Similarly, AtomNet® might learn that proteins and ligands are made up of a variety of specialized chemical structures. This would be an exciting result because it would suggest that AtomNet® was learning fundamental concepts in organic chemistry. Intriguingly, this is what AtomNet® does. When we examine different neurons on the network we see something new: AtomNet® has learned to recognize essential chemical groups like hydrogen bonding, aromaticity, and single-bonded carbons.
AtomNet learning to recognize sulfonyl groups – a structure often found in antibiotics.
Critically, no human ever taught AtomNet® the building blocks of organic chemistry. AtomNet® discovered them itself by studying vast quantities of target and ligand data. The patterns it independently observed are so foundational that medicinal chemists often think about them, and they are studied in academic courses. Put simply, AtomNet® is teaching itself college chemistry.
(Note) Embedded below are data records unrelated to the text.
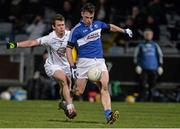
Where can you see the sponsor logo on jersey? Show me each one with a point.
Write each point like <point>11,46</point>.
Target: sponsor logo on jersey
<point>92,36</point>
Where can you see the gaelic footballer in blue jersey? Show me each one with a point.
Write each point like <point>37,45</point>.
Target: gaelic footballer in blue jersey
<point>86,37</point>
<point>148,58</point>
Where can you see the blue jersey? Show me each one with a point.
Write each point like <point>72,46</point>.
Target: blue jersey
<point>148,55</point>
<point>87,39</point>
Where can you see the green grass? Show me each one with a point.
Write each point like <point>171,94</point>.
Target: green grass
<point>44,114</point>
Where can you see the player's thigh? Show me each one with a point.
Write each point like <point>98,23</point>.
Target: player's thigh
<point>59,75</point>
<point>104,79</point>
<point>80,85</point>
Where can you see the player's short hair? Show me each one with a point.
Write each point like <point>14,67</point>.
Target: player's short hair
<point>88,7</point>
<point>57,17</point>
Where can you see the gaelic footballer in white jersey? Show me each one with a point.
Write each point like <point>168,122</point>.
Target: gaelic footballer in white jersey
<point>56,48</point>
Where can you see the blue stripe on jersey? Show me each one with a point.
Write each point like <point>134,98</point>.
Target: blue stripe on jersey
<point>148,57</point>
<point>88,39</point>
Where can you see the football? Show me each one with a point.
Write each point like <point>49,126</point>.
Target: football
<point>94,74</point>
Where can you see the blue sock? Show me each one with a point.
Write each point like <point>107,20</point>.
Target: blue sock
<point>107,112</point>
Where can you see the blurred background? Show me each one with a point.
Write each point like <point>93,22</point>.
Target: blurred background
<point>22,73</point>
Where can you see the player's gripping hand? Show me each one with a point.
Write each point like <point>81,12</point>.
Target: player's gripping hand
<point>138,69</point>
<point>160,71</point>
<point>11,45</point>
<point>128,32</point>
<point>73,71</point>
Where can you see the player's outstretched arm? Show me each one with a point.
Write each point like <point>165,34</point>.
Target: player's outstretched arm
<point>115,28</point>
<point>28,43</point>
<point>69,56</point>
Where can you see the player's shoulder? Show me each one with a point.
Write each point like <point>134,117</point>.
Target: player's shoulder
<point>77,26</point>
<point>98,22</point>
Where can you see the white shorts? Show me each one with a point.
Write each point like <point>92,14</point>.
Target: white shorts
<point>84,64</point>
<point>51,68</point>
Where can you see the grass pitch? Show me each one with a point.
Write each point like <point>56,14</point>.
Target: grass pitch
<point>44,114</point>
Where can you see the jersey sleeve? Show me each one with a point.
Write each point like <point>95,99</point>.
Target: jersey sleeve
<point>104,26</point>
<point>44,40</point>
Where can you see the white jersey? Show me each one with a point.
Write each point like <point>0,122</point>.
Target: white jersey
<point>56,48</point>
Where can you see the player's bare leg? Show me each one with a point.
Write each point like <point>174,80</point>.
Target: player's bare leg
<point>111,116</point>
<point>80,86</point>
<point>65,91</point>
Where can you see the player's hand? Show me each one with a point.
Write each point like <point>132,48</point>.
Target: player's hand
<point>11,45</point>
<point>138,69</point>
<point>73,71</point>
<point>128,32</point>
<point>160,71</point>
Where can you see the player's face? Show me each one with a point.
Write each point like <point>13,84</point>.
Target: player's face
<point>59,27</point>
<point>148,35</point>
<point>87,17</point>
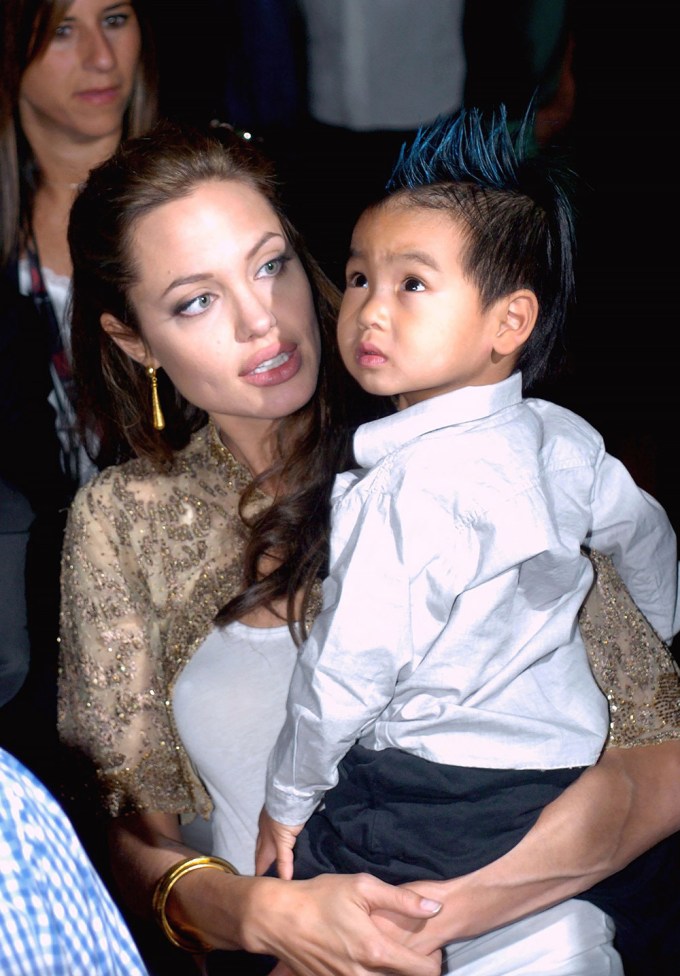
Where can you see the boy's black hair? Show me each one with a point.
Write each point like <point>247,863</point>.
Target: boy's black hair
<point>515,206</point>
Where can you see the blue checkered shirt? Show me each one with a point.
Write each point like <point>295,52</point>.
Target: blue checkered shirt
<point>56,916</point>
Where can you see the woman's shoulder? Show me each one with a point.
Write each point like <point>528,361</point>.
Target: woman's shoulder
<point>143,480</point>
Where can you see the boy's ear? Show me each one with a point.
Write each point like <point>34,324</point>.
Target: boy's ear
<point>519,312</point>
<point>131,344</point>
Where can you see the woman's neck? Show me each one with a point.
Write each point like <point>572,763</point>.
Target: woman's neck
<point>249,440</point>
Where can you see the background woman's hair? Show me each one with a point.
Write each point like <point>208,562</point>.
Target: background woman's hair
<point>26,29</point>
<point>112,390</point>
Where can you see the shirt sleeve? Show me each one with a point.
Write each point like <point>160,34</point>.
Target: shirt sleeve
<point>347,669</point>
<point>387,600</point>
<point>112,698</point>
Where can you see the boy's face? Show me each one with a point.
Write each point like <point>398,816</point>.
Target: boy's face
<point>410,324</point>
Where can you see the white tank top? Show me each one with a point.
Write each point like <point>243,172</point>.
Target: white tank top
<point>229,705</point>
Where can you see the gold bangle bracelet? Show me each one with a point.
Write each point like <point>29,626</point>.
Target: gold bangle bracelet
<point>162,891</point>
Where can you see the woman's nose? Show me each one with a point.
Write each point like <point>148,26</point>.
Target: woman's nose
<point>253,317</point>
Another way to test AtomNet® is to see if it could have predicted what happened in physical experiments done in the past. For this purpose, a group at the University of California, San Francisco developed a challenging benchmark, called DUD-E. This benchmark asks systems like AtomNet® to make over 1 million predictions, and compares the answers to the historical results. It is a hard and well-respected test, and AtomNet® achieves the best results of any structure-based algorithm we know of:
AtomNet’s® accuracy compared to previous technologies (DOCK and Autodock-smina) – on the DUD-E benchmark developed at UCSF.
Put in real-world terms, AtomNet’s® benchmark results suggest it could save something on the order of half of early stage drug screening experiments and greatly improve the success rate of many more.
AtomNet® is not a hypothetical drug discovery platform. It has been in active use in real drug research for nearly two years. For many people, the gold standard for proving out a new discovery technique is, simply, using it to make important new discoveries. This also removes the possibility of teaching to the test, and has the upside that a prediction may lead to a life-saving medicine.
AtomNet® has already explored questions in cancer, neurological diseases, antivirals, antiparasitics, and antibiotics. Molecules predicted by AtomNet® have become the lead candidates in research programs, and produced positive results in animal studies. We are excited to continue this work and hope to keep sharing our discoveries as they develop.
AtomNet® predicting candidate treatments for Ebola – this prediction resulted in the lead molecule now awaiting animal trials.